マイクロチップ・テクノロジーは、AIサーバやデータセンター、車載、産業機器向けDSC「dsPIC33AK256MPS306」を発表した。78ピコ秒の分解能を有するPWMを搭載している。
マイクロチップ・テクノロジーは2026年4月、AIサーバやデータセンター、車載、産業機器向けのデジタルシグナルコントローラー(DSC)「dsPIC33AK256MPS306」を発表した。
同製品は、倍精度浮動小数点ユニット(FPU)を採用した200MHz 32ビットコアをベースとしている。78ピコ秒の分解能を有するパルス幅変調器(PWM)、複数の40MSPS 12ビットA-Dコンバーター、5ナノ秒の高速コンパレーター、スロープ補償機能付きD-Aコンバーターを内蔵した。
DC-DCコンバーターや補助電源レール向けの制御ループを構築可能。炭化ケイ素(SiC)や窒化ガリウム(GaN)パワー半導体を用いた高スイッチング周波数システムにも適する。
セキュリティ機能として、セキュアブートやセキュアファームウェア更新、セキュアデバッグを搭載した。CNSA Suite 2.0で推奨される耐量子暗号アルゴリズムのライブラリに対応していて、ハードウェアアクセラレーション暗号機能も搭載する。ライブアップデート機能により、システムを停止せずにファームウェア更新できる。
通信機能では、I3CやCAN FD、LIN、SPI、I2C、SENTを備えた。20ナノ秒で三角関数を演算できるアーキテクチャにより、FOCアルゴリズムなどのモーター制御の応答性を高める。BiSS-C、EnDat、エンコーダー、レゾルバに対応するモータフィードバックインタフェースも搭載した。
センシング用途では、内蔵タッチコントローラーと最大16ビット相当の分解能を有するオーバーサンプリング対応のA-Dコンバーターを備える。追加ハードウェアなしで拡張機能を実装可能。小型パッケージにもオプション対応する。
車載向け安全規格「ISO 26262」や産業機械向け安全規格「IEC 61508」に準拠して開発した。最大150℃での動作に対応する車載グレード認定も取得予定だ。

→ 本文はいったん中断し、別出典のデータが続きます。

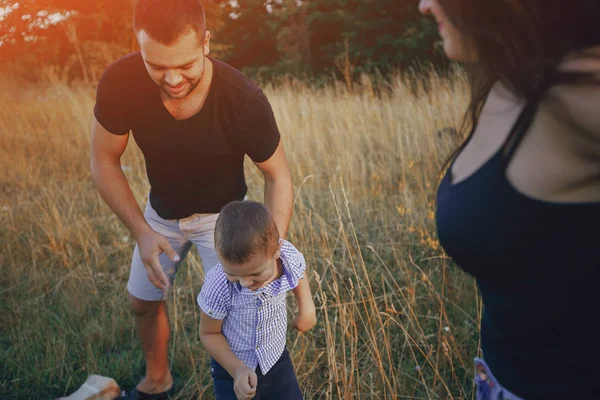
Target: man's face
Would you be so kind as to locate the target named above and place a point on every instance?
(179, 67)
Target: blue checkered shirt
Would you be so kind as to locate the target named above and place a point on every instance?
(254, 322)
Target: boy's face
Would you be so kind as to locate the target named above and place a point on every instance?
(259, 271)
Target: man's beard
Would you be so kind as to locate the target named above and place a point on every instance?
(193, 85)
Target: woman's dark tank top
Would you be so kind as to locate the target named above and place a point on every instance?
(536, 266)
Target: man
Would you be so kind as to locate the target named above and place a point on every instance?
(194, 118)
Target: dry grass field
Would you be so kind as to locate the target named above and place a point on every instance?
(397, 320)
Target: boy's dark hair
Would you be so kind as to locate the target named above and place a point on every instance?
(244, 229)
(166, 21)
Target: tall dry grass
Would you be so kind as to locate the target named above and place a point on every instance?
(396, 320)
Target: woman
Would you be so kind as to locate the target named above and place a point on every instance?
(519, 207)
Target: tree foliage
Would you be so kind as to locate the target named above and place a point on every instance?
(299, 37)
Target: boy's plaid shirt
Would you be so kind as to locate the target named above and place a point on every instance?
(254, 322)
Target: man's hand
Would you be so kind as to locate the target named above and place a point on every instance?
(244, 383)
(151, 244)
(305, 320)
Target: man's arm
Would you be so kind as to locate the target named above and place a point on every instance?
(245, 380)
(106, 152)
(307, 314)
(279, 194)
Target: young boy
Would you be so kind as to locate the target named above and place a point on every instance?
(243, 301)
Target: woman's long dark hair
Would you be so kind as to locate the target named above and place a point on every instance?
(520, 43)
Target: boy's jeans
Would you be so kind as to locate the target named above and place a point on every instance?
(487, 386)
(279, 383)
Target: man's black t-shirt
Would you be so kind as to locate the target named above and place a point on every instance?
(194, 165)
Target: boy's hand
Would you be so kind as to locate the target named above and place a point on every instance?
(244, 383)
(306, 320)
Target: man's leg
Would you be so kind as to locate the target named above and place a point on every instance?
(149, 308)
(200, 229)
(153, 331)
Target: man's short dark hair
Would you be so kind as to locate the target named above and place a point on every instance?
(167, 20)
(244, 229)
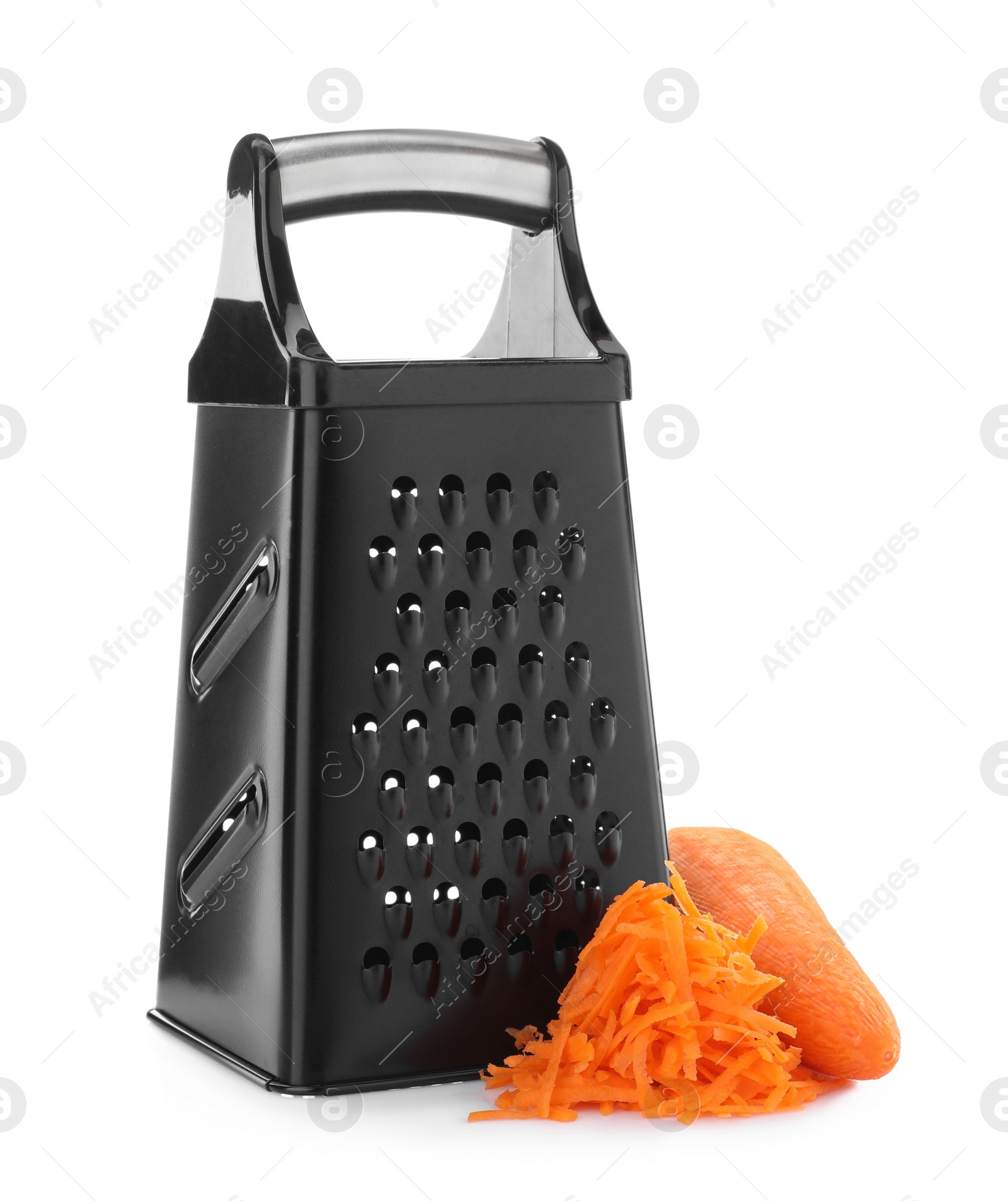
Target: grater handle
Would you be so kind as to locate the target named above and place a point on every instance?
(427, 171)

同社の統合開発環境「MPLAB X」や各種コンフィギュレーター、機械学習開発スイートに対応。Zephyr RTOS、FreeRTOS、SafeRTOS、wolfCryptなどとも互換性を有する。評価用として、モーター制御デュアルインラインモジュール(DIM)や電源開発向けプラグインモジュール(PIM)なども用意した。